Davalı bir kısım mirasçılar satışın doğru olduğunu beyan etmişlerdir.
Davalı bir kısım mirasçılar vekili ise...mirasçısı ..."in sözleşmede taraf olmadığı gibi, mirasçıların bir kısmının miras paylarını dava konusu sözleşmelerden önce 04.05.2001 tarihli sözleşmeyle ..."e sattıklarını, davalıların elbirliği ortağı olduklarını, sözleşmenin ifa olanağının bulunmadığını, noksan harcın ikmal edilmesi gerektiğini, davanın reddini savunmuştur.
Yargılama sırasında ... adına kayıtlı 3/7 payın mirasçıları tarafından 25.12.2012 tarihinde ... Şirketi"ne satılmış olması nedeniyle 04.11.2014 tarihli ara kararı gereğince davacılar vekili yeni malik şirketi davaya dahil etmiştir.
Dahili davalı ...Şirketi vekili, dava konusu satış vaadi sözleşmelerinin tapuya 22.03.2002 tarihinde şerh verilmiş olduğu, Tapu Kanununun 26. maddesi gereğince 5 yıl içerisinde satış yapılmadığından tapudaki şerhin hükümsüz olduğunu, resen terkini gerektiğini, davalı şirketin 25.12.2012 tarihinde tapudan iyi niyetle ..."e ait 3/7 payı mirasçılarından satın alıp kendi payı ile birleştirdiğini, tedbir kararının ise davalı şirketin satın almasından sonra 03.07.2014 tarihinde verildiğini, bu nedenle TMK 1023. maddesi gereğince iyi niyetli malik olduğunu, usul ve esas yönünden davanın reddini savunmuştur.

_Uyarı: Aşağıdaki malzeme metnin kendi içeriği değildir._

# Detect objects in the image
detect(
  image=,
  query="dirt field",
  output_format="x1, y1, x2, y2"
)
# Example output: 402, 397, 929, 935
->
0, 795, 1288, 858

Mahkemece, davacının toplam 4 adet satış vaadi sözleşmesinin geçerli olduğu, geçersizliği konusunda karşı dava bulunmadığı, 22.03.2002 tarihinde tapuya yazılan şerhin halen devam ettiği, dahili davalı şirketin şerhin sonuçlarını bilerek satın almış olması nedeniyle iyi niyetli kabul edilemeyeceği gerekçesiyle davanın kabulüne, 46 sayılı parselde davalıların murisleri ... adına kayıtlı 3/7 pay ile ...adına kayıtlı 1/7 payın davalılara ya da başka 3. kişilere intikal etmiş olsa bile tümünün tapu kayıtlarının iptali ile davacı mirascılar adına tesciline, alınması gereken 50.412 TL harçtan peşin alınan 177 TL harcın mahsubu ile bakiye 50.235 TL harcın ve 1.431,18 TL vekalet ücretinin davalılardan tahsiline karar verilmiştir.

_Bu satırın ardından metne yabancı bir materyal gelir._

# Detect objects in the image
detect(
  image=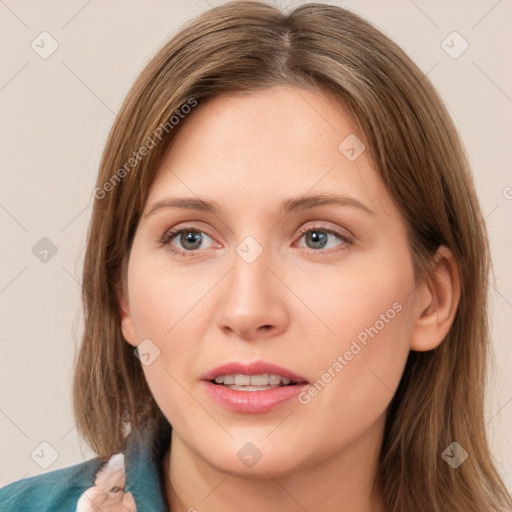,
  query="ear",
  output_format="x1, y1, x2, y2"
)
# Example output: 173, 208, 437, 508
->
117, 279, 137, 347
411, 246, 460, 352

Hüküm bir kısım davalılar vekili ve dahili davalı ...Ltd. Şti. vekili tarafından temyiz edilmiştir.
Dava, satış vaadi sözleşmelerine dayalı tapu iptali ve tescil istemine ilişkindir.
Satış vaadi sözleşmesinden kaynaklanan davaların kabulüne karar verebilmek için sözleşmenin ifa olanağı bulunmalıdır. Elbirliği mülkiyetine (TMK m.701) konu bir taşınmazda elbirliği (iştirak halinde) ortaklarından birinin, ortaklık dışı bir kişiye satım vaadinde bulunması halinde, sözleşme bir taahhüt muamelesi olarak geçerli olmakla birlikte elbirliği ortaklığı çözülünceye kadar sözleşmenin ifa olanağının varlığından söz edilemez.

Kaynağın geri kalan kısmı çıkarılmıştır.